There is a peculiar phenomenon that I seem to be identifying in the research for the #sharingorg project – something that I’m provisionally calling the “Instant Messaging tipping point of functional uselessness”. It goes a little something like this…
A new tool or service is developed to address a particular need or niche. That tool is then seen as having some promise, but the functionality needs to be extended out to attract a commercial market. The extension of functionality increases its utility up to a point, at which stage it starts to become too complicated, and users start to seek new, simpler services. It looks a little like this…
Now I’m possibly being unkind in singling out IM as the tipping point for the descent into useless, but it does (along with Voice and Video) seem to be a fairly generic piece of functionality that gets bundled into platforms as a “must have” when, if I look at the tools I have on my desktop at the moment, I must have at least a dozen alternatives.
There are two pressures here, it seems, acting to bloat software products to the point of uselessness.
The first is the act of creating wish lists: organisations when looking to select a new product ask too many stakeholders about what they might like to see in a product, and therefore the list gets as long as your arm.

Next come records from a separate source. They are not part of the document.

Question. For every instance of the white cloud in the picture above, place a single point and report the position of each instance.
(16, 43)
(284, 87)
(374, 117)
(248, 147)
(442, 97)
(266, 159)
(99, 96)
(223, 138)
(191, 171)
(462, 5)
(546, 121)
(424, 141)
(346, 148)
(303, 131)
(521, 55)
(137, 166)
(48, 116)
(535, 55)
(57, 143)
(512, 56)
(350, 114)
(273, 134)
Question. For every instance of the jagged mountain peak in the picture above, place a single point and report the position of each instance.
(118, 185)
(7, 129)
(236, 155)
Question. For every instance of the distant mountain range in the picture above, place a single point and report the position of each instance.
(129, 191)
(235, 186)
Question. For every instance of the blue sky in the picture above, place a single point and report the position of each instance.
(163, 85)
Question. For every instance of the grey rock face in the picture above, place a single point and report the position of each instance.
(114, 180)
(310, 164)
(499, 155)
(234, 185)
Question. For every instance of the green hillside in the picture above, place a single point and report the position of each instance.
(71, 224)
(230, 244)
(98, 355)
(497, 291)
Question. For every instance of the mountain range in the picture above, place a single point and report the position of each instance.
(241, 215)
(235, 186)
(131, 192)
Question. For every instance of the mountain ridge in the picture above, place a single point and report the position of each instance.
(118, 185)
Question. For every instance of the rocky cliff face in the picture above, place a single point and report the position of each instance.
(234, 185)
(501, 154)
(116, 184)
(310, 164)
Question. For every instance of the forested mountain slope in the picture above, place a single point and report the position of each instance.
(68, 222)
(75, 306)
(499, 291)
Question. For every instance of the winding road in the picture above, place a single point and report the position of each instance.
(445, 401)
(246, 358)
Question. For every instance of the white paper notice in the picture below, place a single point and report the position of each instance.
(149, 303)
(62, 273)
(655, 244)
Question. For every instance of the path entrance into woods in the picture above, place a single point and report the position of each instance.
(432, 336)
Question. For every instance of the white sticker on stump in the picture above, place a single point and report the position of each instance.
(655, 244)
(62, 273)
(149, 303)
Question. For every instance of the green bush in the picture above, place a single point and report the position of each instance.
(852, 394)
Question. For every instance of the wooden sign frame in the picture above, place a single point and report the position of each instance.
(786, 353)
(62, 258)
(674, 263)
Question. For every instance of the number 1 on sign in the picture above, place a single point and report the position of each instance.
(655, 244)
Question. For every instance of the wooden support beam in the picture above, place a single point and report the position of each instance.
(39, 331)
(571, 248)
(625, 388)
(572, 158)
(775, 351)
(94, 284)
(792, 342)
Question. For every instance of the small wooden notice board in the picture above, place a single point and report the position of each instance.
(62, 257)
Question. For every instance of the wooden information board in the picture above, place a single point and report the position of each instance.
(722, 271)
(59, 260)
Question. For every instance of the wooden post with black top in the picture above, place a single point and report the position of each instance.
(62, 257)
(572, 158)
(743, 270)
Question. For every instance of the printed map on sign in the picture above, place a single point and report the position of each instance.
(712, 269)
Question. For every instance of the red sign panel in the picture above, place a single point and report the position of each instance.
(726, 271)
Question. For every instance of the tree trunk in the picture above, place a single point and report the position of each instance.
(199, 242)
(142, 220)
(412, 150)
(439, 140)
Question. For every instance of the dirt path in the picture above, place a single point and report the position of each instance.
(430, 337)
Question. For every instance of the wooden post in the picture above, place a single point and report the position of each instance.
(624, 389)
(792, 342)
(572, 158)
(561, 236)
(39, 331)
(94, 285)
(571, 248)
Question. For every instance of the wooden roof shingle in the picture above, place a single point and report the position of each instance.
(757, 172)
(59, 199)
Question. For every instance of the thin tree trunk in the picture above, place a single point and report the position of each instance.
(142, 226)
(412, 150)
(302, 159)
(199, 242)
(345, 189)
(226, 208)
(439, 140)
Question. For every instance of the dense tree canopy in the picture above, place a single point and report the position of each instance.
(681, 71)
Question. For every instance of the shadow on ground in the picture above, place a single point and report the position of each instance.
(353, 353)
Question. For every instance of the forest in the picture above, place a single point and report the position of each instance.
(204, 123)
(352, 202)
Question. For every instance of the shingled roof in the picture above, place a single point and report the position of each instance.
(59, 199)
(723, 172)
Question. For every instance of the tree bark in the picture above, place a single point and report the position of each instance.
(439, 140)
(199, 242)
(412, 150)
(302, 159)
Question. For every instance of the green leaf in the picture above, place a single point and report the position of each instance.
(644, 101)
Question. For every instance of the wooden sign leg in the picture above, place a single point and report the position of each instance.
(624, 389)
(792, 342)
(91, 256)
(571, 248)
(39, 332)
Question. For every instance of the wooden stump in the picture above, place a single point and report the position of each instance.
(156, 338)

Heavily specified products will win out, but over-specified from the outset, the selected product will struggle under the weight and complexity of its functionality to gain any sort of adoption.
It’s questionable whether this specification of requirements approach has ever been particularly effective, but in projects where the outcomes are unlikely to be able to be clearly determined from the outset, the concept of Minimum Critical Specification from Socio-technical thinking should be kept in mind.

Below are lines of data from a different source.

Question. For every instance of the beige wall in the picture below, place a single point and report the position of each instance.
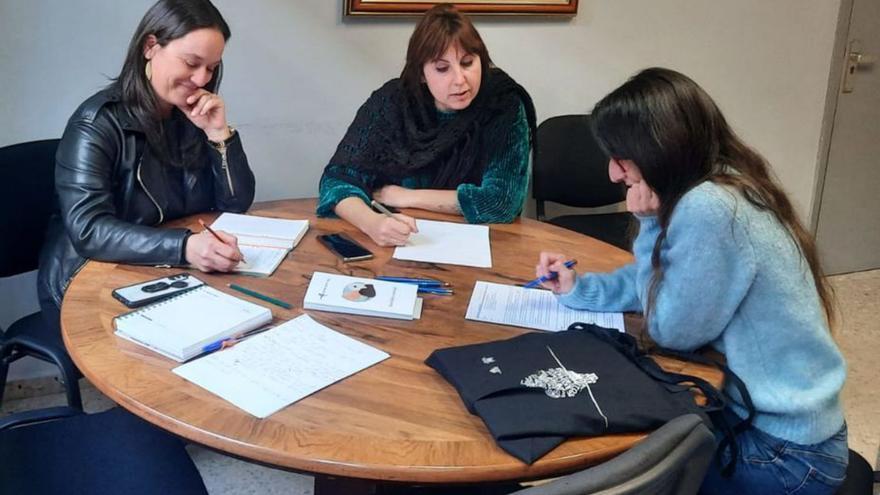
(296, 72)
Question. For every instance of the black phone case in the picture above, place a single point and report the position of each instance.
(329, 245)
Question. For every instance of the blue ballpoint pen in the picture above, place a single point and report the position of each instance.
(231, 341)
(435, 290)
(546, 278)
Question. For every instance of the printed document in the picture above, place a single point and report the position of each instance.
(447, 242)
(531, 308)
(269, 371)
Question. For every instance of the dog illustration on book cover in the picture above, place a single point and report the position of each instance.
(359, 292)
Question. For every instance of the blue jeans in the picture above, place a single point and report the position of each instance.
(769, 465)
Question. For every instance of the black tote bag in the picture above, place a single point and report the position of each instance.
(535, 390)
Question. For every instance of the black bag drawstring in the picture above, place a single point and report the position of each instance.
(716, 400)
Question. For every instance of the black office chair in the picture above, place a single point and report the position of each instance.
(62, 450)
(671, 460)
(570, 168)
(860, 479)
(27, 192)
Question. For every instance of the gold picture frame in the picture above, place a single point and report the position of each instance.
(474, 7)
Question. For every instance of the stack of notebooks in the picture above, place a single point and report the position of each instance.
(182, 326)
(363, 296)
(263, 241)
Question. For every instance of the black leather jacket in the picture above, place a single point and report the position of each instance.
(113, 192)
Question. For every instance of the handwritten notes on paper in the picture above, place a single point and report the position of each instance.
(531, 308)
(269, 371)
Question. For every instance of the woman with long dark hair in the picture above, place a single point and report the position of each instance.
(151, 147)
(452, 134)
(722, 260)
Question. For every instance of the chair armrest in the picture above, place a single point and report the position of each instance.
(37, 416)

There is a broader industry issue, however, that is driven by the assumption that more is better, and that’s that the models of procurement that exist for technology products expects functionality over utility. It seems to me that this issue is highlighted in services like the Gartner’s Magic Quadrant, which pitches product against product on the basis of the things that are delivered and the vision for the future. To be in the “top right”, you need to adopt the characteristics of an innovative sheep – having a strong future vision whilst simultaneously feature-matching all of your competition.
What drives this vague madness? Well, the need for software companies to grow – particularly to grow at exponential rates to strive to become the next Unicorn. Those sort of growth patterns determine companies too often to become generalists in what they do, to attract as big a customer base as possible. Whether or not that’s in the eventual best interests of the customer or not is seemingly irrelevant.

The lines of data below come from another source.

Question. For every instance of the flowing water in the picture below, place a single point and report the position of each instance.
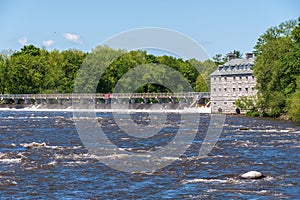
(42, 156)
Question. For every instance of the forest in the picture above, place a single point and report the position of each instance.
(33, 70)
(277, 70)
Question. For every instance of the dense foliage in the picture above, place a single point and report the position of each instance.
(34, 70)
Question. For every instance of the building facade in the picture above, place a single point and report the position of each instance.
(230, 81)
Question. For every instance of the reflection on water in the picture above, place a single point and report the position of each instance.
(41, 156)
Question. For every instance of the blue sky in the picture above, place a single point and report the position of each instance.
(219, 26)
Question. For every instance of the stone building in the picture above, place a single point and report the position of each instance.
(231, 81)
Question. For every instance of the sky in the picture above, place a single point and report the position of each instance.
(219, 26)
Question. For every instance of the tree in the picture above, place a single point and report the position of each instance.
(277, 66)
(218, 59)
(294, 103)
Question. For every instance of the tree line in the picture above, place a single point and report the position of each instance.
(33, 70)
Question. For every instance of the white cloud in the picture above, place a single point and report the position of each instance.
(72, 37)
(48, 43)
(23, 41)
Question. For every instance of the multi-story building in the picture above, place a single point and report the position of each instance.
(231, 81)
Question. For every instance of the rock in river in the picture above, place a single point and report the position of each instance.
(252, 175)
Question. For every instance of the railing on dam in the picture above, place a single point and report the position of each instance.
(103, 96)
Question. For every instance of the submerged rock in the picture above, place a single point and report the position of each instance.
(252, 175)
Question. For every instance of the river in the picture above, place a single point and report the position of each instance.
(42, 157)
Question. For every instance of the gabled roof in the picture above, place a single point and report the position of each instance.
(235, 67)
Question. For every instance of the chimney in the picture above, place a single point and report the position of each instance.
(230, 56)
(249, 55)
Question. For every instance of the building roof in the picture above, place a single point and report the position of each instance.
(235, 66)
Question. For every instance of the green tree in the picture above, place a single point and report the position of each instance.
(294, 103)
(276, 67)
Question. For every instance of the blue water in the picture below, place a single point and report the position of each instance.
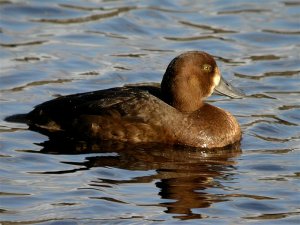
(52, 48)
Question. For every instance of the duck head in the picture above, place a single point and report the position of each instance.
(190, 78)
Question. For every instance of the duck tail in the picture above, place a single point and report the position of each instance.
(18, 118)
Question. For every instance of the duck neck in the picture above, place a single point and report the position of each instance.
(182, 94)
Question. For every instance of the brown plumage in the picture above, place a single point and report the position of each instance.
(172, 114)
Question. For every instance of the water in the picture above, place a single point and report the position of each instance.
(51, 48)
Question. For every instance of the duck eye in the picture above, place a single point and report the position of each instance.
(206, 67)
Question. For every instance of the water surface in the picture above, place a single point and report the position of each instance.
(53, 48)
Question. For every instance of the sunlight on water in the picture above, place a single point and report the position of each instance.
(53, 48)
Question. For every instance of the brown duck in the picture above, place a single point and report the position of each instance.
(174, 113)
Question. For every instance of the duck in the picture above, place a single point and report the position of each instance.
(174, 112)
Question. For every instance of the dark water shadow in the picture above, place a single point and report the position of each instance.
(182, 174)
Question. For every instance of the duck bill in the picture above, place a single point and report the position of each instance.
(224, 88)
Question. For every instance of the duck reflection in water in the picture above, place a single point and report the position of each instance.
(182, 173)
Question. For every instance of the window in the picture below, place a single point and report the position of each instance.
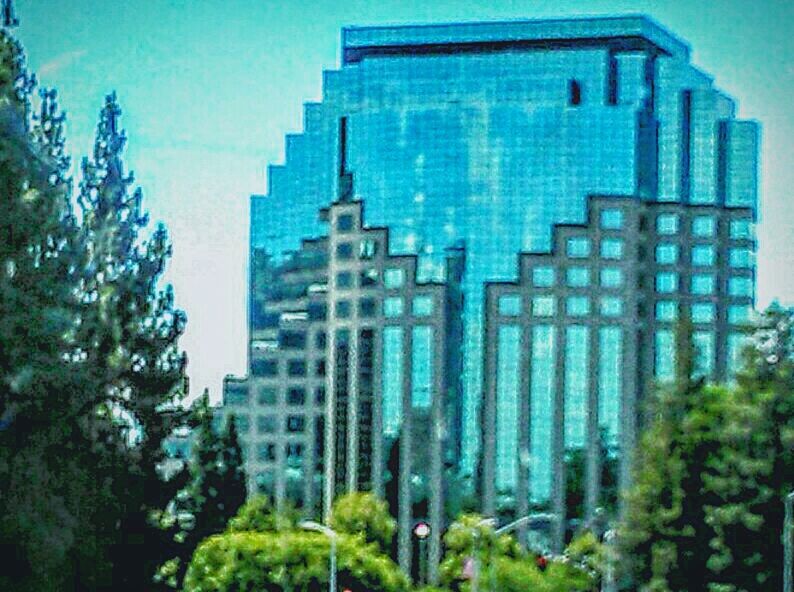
(544, 306)
(319, 340)
(578, 247)
(739, 315)
(703, 255)
(704, 226)
(296, 424)
(264, 367)
(611, 277)
(296, 396)
(422, 306)
(543, 277)
(702, 284)
(317, 311)
(666, 310)
(667, 224)
(344, 279)
(294, 454)
(741, 229)
(612, 248)
(666, 254)
(611, 307)
(702, 312)
(368, 277)
(292, 339)
(578, 277)
(574, 92)
(266, 395)
(296, 368)
(344, 223)
(366, 308)
(343, 309)
(611, 219)
(367, 248)
(344, 251)
(266, 424)
(577, 306)
(742, 258)
(666, 282)
(740, 287)
(392, 307)
(266, 452)
(394, 278)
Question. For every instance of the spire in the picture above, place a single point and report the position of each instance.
(10, 19)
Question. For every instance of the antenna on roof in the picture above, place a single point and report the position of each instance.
(10, 19)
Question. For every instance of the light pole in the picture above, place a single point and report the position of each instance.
(475, 559)
(787, 550)
(331, 534)
(608, 583)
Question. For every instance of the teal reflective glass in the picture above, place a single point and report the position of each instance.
(611, 248)
(741, 229)
(578, 277)
(666, 253)
(703, 255)
(739, 314)
(543, 277)
(421, 367)
(667, 224)
(742, 258)
(394, 278)
(510, 305)
(543, 367)
(611, 306)
(576, 386)
(611, 277)
(702, 284)
(666, 282)
(704, 226)
(666, 310)
(422, 306)
(740, 287)
(393, 307)
(544, 306)
(507, 399)
(392, 378)
(704, 352)
(578, 247)
(610, 382)
(664, 354)
(702, 312)
(577, 306)
(612, 219)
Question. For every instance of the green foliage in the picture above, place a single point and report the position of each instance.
(258, 515)
(706, 509)
(290, 560)
(364, 514)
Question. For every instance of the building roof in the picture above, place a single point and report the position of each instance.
(624, 32)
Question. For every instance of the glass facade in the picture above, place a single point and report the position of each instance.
(484, 140)
(541, 405)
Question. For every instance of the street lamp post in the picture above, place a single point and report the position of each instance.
(608, 584)
(787, 550)
(332, 536)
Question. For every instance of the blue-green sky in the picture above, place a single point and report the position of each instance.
(209, 88)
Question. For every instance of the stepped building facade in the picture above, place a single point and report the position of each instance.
(509, 138)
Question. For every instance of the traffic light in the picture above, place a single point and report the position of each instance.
(541, 562)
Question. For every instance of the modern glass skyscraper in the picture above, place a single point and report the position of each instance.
(491, 133)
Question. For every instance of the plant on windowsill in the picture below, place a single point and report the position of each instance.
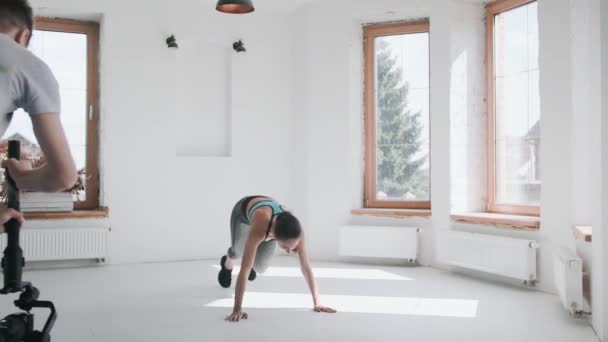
(40, 201)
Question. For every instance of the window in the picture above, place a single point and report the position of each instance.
(397, 168)
(70, 49)
(514, 174)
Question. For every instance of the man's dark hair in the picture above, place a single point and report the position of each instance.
(287, 227)
(16, 14)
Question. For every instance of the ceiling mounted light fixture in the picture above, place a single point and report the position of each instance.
(235, 6)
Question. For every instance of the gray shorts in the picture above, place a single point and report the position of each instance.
(239, 231)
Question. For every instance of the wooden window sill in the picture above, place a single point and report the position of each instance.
(392, 212)
(77, 214)
(583, 232)
(512, 221)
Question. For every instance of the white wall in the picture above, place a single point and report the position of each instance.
(159, 201)
(601, 235)
(327, 85)
(586, 146)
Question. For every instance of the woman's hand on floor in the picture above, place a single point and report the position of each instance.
(235, 316)
(321, 308)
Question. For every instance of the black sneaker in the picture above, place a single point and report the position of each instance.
(225, 275)
(252, 275)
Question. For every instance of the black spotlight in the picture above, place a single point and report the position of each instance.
(172, 42)
(239, 46)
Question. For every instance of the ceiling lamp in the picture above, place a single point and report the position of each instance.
(235, 6)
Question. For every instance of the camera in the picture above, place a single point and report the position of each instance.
(19, 327)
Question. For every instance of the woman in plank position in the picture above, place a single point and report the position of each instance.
(257, 225)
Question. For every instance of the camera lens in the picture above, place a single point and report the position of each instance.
(13, 328)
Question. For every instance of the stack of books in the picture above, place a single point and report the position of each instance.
(32, 202)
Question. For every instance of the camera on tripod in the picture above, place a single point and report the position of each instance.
(19, 327)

For a lot of these corporate collaboration companies, the user isn’t the customer. Often these things are sold to people 3 or 4 levels removed from the person who actually ends up using it on a day-to-day basis.
We tried a “grass roots adoption” approach at Knodium (https://www.knodium.com ) but that was a very hard sell to investors: they thought we were a social network so wanted to see 30% month-on-month growth but they also thought we were an enterprise sales company so wanted to see a traditional enterprise sales pipeline as well. Either is a big ask for a fledgling company but both simultaneously is more than twice as hard!
…and, as a friend of mine once said “If less is more, just imagine how much more ‘more’ could be!”